Once most Jews were exiled into the Diaspora, Israel, and especially Jerusalem, became revered in Jewish tradition. Mass movements to return to Israel occurred throughout history, from a Jewish uprising in Kurdistan in 1160 to a large-scale emigration of Jews from Yemen in 1868. Prayers for Passover and Yom Kippur conclude with, "Next year in Jerusalem", and daily prayers include many references to the land of Zion.
Two ideological phenomena spurred Jewish action and created the Zionist movement as we know it today- nationalism and the Enlightenment.. Nationalism as an ideology began in the late 1770s with the rise of the modern nation state and the push for popular sovereignty, including rights for all citizens. France was the first country to grant Jews legal equality, and other European countries quickly followed. However, the other side of nationalism threatened Europe's Jews. Despite the rights they were granted, anti-Semitism flourished and violence against Jews continued. This led to the realization that whether or not Jews were literally ghettoized, they would also be outsiders in Europe. Jews in Middle Eastern countries did not fare much better. After the 1871 Odessa pogrom, Judah Leib Pinsker published a pamphlet, Auto-Emancipation, arguing that Jews could only be truly free in their own country.
One incident that highlighted the persistence of anti-Semitism in Europe was the Dreyfus Affair, in which a Jewish officer in the French army was falsely convicted of treason. This event inspired Theodor Herzl, an assimilated Jewish journalist from Austria, to write Der Judenstaat (The Jewish State) and seek political recognition for a Jewish homeland.
Theodor Herzl is considered the founder of modern Zionism. He posited that Jews would face anti-Semitism wherever they were a minority and that the only way to create a Jewish state would be to secure legal sanction for Jewish immigration to Palestine by the Ottoman and, after World War I, the British authorities.
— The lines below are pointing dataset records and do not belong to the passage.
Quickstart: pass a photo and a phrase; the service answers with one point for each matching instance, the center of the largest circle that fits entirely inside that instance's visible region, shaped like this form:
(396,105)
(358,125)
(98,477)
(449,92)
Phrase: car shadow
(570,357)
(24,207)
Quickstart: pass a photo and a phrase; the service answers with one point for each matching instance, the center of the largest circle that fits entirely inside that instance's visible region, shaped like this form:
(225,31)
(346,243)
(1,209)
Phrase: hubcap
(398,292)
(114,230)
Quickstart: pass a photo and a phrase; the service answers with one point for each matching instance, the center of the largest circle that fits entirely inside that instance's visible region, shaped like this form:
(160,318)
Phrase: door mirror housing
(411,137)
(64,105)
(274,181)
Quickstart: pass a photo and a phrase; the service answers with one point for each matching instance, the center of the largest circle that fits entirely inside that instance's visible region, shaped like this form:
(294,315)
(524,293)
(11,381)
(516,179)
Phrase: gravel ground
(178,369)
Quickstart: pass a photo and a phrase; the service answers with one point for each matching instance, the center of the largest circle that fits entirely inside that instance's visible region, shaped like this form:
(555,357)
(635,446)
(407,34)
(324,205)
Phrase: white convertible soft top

The movement sought support for their goal from other world governments as well.
These efforts culminated in a few major moments in Zionist history. One was the First Zionist Congress, which was convened as a symbolic parliament in Basel, Switzerland in 1897. This conference created a central authority that could organize the movement and speak on behalf of Zionists around the world. Herzl worked with Baron Rothschild, one of the wealthiest men in England, to secure from UK Foreign Secretary Arthur Balfour a statement declaring that the government "[viewed] with favor the establishment in Palestine of a national home for the Jewish people, and will use their best endeavors to facilitate the achievement of this object…"
Meanwhile, many Jews were moving from Europe to Palestine in waves called aliyot.